Computation and Language,Artificial Intelligence
What problem does this paper attempt to address?
### Problems the Paper Attempts to Solve This paper aims to address two main issues in the task of code generation: 1. **Lack of Diversity in Code Generation**: Existing code generation models typically focus on generating a single correct answer, neglecting the diversity brought by different solution paths. The authors found that increasing the diversity of responses can enhance the model's code generation capability. 2. **Insufficient Code Evaluation Capability**: Current code generation models, although capable of generating syntactically and logically reasonable code snippets, struggle to identify subtle errors such as edge cases and input-output format errors. This limitation hinders the model's ability to generate high-quality code. The authors believe that improving the model's ability to evaluate code correctness can also enhance its code generation capability.
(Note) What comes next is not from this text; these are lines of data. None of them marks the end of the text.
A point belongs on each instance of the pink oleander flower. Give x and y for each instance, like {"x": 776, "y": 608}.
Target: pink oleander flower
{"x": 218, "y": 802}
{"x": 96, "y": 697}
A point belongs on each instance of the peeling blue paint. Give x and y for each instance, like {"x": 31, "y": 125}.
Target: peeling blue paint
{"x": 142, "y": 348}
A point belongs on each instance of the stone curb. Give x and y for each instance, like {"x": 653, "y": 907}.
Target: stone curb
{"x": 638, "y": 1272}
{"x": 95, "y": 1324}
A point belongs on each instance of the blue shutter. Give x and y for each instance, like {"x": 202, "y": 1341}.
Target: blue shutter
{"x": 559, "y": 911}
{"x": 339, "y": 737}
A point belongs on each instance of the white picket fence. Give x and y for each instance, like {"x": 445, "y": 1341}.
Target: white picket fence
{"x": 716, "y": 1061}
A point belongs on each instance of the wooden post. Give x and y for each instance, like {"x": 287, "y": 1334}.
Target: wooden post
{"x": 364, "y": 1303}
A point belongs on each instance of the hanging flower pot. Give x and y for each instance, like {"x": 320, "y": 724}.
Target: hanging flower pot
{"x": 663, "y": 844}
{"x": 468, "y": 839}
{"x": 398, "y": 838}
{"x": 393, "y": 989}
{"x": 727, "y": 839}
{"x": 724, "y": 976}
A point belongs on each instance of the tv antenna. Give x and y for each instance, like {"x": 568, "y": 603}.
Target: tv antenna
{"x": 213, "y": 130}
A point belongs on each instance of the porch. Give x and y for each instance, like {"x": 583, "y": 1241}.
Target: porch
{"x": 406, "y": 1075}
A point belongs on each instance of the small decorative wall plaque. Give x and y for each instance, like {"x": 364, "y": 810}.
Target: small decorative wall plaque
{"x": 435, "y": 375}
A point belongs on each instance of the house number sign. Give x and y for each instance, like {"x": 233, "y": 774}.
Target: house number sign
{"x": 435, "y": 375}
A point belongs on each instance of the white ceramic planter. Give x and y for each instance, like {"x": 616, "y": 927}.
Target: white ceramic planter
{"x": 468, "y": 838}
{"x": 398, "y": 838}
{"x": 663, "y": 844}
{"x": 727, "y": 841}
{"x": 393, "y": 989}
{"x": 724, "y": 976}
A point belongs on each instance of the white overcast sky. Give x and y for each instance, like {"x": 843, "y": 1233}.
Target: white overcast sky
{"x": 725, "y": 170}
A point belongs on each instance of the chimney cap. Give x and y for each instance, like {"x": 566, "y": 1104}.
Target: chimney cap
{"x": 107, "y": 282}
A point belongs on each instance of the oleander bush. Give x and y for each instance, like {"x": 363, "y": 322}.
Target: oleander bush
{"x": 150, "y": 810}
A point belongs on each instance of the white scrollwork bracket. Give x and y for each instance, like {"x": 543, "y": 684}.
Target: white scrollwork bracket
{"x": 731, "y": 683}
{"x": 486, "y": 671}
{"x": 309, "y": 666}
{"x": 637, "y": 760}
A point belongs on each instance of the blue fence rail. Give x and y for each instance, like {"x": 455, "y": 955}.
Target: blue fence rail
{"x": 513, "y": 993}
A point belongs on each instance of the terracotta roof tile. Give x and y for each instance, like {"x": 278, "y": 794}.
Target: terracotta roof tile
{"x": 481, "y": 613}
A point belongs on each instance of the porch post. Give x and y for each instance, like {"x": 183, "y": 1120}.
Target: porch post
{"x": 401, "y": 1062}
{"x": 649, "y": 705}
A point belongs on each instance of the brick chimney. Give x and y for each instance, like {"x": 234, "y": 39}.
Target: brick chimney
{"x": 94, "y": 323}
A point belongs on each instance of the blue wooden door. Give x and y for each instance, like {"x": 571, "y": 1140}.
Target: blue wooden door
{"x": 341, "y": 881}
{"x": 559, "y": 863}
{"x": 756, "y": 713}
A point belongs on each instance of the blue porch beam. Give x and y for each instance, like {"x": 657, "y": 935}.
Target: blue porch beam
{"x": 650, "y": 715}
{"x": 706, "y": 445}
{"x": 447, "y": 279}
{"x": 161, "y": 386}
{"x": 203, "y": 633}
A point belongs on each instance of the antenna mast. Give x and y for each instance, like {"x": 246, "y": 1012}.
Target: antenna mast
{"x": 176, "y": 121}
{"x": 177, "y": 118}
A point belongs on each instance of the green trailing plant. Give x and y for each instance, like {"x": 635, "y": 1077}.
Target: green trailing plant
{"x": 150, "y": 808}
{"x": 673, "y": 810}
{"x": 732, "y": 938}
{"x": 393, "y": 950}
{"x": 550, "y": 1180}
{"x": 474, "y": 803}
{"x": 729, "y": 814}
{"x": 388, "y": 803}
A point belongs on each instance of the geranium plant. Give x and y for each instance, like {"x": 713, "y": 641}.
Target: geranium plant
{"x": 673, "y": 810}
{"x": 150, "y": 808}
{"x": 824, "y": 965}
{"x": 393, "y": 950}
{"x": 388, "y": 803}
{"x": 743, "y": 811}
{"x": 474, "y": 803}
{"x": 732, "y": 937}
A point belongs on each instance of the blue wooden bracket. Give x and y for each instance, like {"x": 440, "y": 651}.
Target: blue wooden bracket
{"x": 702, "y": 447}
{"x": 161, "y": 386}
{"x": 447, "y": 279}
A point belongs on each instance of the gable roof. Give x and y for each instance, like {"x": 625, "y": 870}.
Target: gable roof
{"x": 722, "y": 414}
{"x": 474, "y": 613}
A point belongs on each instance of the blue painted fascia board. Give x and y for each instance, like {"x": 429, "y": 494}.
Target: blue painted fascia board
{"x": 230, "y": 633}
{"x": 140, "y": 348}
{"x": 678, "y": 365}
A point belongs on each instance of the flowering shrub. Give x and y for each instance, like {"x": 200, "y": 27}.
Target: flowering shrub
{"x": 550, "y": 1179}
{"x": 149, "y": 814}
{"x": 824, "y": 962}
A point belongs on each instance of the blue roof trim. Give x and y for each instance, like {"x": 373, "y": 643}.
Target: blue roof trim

To this end, the authors propose a diversified instruction model named DolphCoder, which combines a self-evaluation mechanism to enhance the diversity and accuracy of code generation. Specifically, DolphCoder is trained through the following two stages: 1. **Diversified Instruction Tuning (DIT)**: Using different system prompts to obtain diverse code solutions from ChatGPT, thereby increasing the model's diversity. 2. **Multi-Objective Instruction Tuning (MOT)**: Combining traditional code generation tasks with code evaluation tasks, improving the model's overall capability through a multi-step training method. Through these methods, DolphCoder significantly outperforms existing open-source code generation models in multiple benchmark tests, demonstrating its superior performance in code generation tasks.